On the other hand, we’ve also found some marvelous meals at bargain prices in humble places. including some that folks might describe as sketchy. At least until you take the first bite.  I could mention my favorite Vietnamese restaurants in Worcester, Massachusetts, and Hartford, Connecticut, for starters. Or my regular Greek restaurant in Watertown, Massachusetts. Or our favorite summer hangout for seafood and live oldies in York, Maine. Or dim sum in Boston’s Chinatown. Or Latin American highlighting different countries on different days in Dayton, Ohio.

Of course, when we find a truly authoritative operation – one that sets standards for presentation, skill, creativity, and downright pleasure – we treasure the experience. Our favorite is run by two women in South Berwick, Maine. Whenever we’re ready to spring for a great celebration, that’s our first choice and we’re always delighted.
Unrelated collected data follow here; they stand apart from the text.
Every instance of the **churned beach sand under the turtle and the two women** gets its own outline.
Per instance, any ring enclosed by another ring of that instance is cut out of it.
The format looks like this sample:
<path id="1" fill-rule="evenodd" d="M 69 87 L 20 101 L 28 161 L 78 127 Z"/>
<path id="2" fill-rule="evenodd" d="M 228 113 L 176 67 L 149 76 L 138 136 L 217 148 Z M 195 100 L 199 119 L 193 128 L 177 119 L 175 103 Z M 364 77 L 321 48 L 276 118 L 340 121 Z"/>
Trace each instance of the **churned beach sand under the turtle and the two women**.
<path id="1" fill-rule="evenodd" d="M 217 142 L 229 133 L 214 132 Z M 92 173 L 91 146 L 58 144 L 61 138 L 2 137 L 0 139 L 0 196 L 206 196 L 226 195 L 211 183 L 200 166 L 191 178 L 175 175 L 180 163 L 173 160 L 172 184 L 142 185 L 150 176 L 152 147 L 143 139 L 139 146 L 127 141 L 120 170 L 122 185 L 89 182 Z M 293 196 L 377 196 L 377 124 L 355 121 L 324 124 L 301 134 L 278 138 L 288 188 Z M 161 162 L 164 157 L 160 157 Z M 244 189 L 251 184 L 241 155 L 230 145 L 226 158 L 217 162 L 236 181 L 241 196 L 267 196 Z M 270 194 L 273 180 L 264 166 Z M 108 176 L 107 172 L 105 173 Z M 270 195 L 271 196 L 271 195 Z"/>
Once my wife and I got away for a weekend stay in Portland, Maine, and the centerpiece of the trip was a dinner at the famed Fore Street Restaurant, which is set in a kind of William Morris former foundry a couple of blocks from the harbor. She can tell you every glowing detail of our meal, including the local sourcing of ingredients. The wait staff was attentive without being overwhelming or stuffy. And most impressive, a sauvignon blanc was suggested to pair with that evening’s selections – and management priced it close to retail, rather than charging the industry standard of three or four times that figure. It was incredible – the word “stony” fits perfectly – and we’ve never found another that approaches this bottle, not even from the same South African winery.

Well, Fore Street was named No. 16 in Gourmet magazine’s list of top 50 restaurants in the U.S. in 2002.

More recently, I’m so glad one of our regular mechanics and his wife were impressed with their big celebration dinner there a few months ago. And we’re so happy to hear the tradition continues.